Mercedes-Benz : "assurer son avenir en employant plus de gens"

De grandes entreprises industrielles telles que Mercedes Benz l’ont bien compris. Désormais, elles ont commencé à remplacer les robots par des opérateurs humains. La berline Mercedes Class-S est proposée avec toute une gamme d'options qui permettent de la personnaliser et les robots n’ont pas la flexibilité et la dextérité nécessaires pour s'y adapter.

C’est pourquoi Mercedes a inversé la tendance actuelle vers plus de robotisation, en faisant revenir des hommes sur les chaînes de montage. « Les robots ne peuvent pas gérer le degré d’individualisation et les nombreuses variations que nous avons aujourd’hui. Nous économisons de l’argent et assurons notre avenir en employant plus de gens », déclarait récemment Markus Schaefer, directeur de production du constructeur automobile allemand dans Bloomberg.

Avec une équipe de travailleurs qualifiés, Mercedes peut changer une ligne de production en un weekend au lieu des semaines nécessaires pour reprogrammer les robots et changer les modèles d’assemblage.

Des entreprises plus productives

De façon remarquable, les entreprises qui ont le plus investi dans l’automatisation sont désormais les plus susceptibles de figurer parmi les moins productives, loin derrière celles qui ont adopté une stratégie plus équilibrée entre la main-d’œuvre humaine et les robots. En général, ces dernières ont davantage réduit leurs coûts de production et amélioré leur efficacité.

Le cas de Mercedes n’est pas un cas isolé, et d’autres constructeurs (dont Toyota) et entreprises reviennent à la main-d’œuvre humaine.

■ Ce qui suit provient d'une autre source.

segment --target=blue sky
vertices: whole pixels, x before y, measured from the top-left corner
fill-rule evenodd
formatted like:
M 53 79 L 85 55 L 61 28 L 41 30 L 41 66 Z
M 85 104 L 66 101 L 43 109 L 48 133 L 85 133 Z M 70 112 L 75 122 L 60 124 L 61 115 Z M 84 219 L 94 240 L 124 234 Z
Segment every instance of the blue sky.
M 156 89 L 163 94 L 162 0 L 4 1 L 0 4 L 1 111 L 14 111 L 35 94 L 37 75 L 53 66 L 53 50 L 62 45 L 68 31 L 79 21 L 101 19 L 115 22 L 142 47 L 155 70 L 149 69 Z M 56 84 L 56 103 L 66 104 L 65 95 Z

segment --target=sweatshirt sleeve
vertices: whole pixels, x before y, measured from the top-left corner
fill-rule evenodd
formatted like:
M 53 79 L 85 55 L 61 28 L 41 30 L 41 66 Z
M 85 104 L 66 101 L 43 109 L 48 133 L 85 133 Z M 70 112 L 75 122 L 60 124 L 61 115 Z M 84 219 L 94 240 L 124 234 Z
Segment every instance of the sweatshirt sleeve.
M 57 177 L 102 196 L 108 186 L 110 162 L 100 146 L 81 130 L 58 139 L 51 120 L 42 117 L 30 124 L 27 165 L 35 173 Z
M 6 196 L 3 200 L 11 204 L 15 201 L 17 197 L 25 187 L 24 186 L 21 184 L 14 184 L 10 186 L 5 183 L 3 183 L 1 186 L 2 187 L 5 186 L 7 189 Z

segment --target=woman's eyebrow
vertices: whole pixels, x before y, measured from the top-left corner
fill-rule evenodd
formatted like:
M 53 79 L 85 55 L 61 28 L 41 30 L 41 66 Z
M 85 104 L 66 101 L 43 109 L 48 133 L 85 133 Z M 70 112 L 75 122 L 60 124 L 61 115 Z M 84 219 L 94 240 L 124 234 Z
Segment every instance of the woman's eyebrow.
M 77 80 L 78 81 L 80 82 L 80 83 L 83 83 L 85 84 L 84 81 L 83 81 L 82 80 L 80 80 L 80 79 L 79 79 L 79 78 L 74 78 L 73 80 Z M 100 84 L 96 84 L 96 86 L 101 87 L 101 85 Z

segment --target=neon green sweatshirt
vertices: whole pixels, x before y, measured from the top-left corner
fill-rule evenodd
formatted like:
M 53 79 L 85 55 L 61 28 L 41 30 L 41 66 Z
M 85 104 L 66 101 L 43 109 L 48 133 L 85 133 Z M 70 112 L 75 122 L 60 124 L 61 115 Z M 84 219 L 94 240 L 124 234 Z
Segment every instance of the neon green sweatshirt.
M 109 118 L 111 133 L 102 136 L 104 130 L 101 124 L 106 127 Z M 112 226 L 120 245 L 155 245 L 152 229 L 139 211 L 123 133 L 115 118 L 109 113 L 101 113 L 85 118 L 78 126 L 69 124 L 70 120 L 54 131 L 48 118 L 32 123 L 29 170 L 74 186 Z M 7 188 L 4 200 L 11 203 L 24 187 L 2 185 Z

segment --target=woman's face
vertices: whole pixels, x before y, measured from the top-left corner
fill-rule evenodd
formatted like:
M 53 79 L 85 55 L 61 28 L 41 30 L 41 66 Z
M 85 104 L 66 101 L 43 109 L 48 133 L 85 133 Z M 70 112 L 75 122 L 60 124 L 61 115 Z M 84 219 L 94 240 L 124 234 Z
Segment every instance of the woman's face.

Très souvent, elles le font en la combinant avec de nouveaux robots, plus petits, et de nouvelles technologies, comme la réalité augmentée, pour optimiser les qualités de ces dernières, et des humains. Dans ce contexte, la réalité augmentée, qui apporte un guidage interactif et adaptatif sur les tâches à effectuer, est très prometteuse. Des firmes comme Boeing et Coca-Cola l’ont déjà adopté.

Il est probable que dans les années à venir, les firmes seront de plus en plus nombreuses à reconnaître la valeur de la flexibilité humaine. Mais il ne faut pas se leurrer : elles n’abandonneront pas les robots pour autant.